6. Il résulte de ce qui précède, sans qu'il soit besoin d'examiner les autres moyens de la requête, que M. D est fondé à demander l'annulation de la décision du 18 juillet 2023 par laquelle la préfète du Rhône lui a fait obligation de quitter le territoire français ainsi que, par voie de conséquence, celle des décisions fixant le délai de départ volontaire, désignant le pays de destination et lui faisant interdiction de retourner sur le territoire français pour une durée d'un an.

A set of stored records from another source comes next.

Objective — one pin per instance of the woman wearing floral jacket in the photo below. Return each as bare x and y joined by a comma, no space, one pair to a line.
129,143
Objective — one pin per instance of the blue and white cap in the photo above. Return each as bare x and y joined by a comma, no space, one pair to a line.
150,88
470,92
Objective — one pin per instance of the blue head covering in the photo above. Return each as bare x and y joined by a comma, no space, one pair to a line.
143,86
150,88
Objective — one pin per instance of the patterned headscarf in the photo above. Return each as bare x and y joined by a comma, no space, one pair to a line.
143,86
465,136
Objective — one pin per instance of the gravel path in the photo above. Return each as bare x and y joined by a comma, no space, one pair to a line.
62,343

Sur les frais d'instance :

7. M. D a été admis au bénéfice de l'aide juridictionnelle totale. Par suite, son avocate peut se prévaloir des dispositions des articles L. 761-1 du code de justice administrative et 37 de la loi du 10 juillet 1991. Il y a lieu, dans les circonstances de l'espèce, sous réserve que Me Firmin, avocate de M. D, renonce à percevoir la somme correspondant à la part contributive de l'Etat, de mettre à la charge de l'Etat le versement à Me Firmin de la somme de 800 euros.

D E C I D E :

Article 1er : Les décisions du 18 juillet 2023 de la préfète du Rhône faisant obligation à M. D de quitter le territoire français dans un délai de trente jours, fixant le pays à destination duquel il pourra être reconduit d'office à l'expiration de ce délai et lui faisant interdiction de retourner sur le territoire français pendant une durée d'un an sont annulées.

Article 2 : L'Etat versera à Me Firmin la somme de 800 euros en application des dispositions du deuxième alinéa de l'article 37 de la loi du 10 juillet 1991, sous réserve qu'elle renonce à percevoir la somme correspondant à la part contributive de l'Etat.

Article 3 : Le présent jugement sera notifié à M. B D, à la préfète du Rhône et à Me Firmin.

Rendu public par mise à disposition au greffe le 16 octobre 2023.

Le magistrat désigné,

T. A La greffière,

S. Lecas

La République mande et ordonne à la préfète du Rhône en ce qui la concerne ou à tous commissaires de justice à ce requis en ce qui concerne les voies de droit commun contre les parties privées, de pourvoir à l'exécution de la présente décision.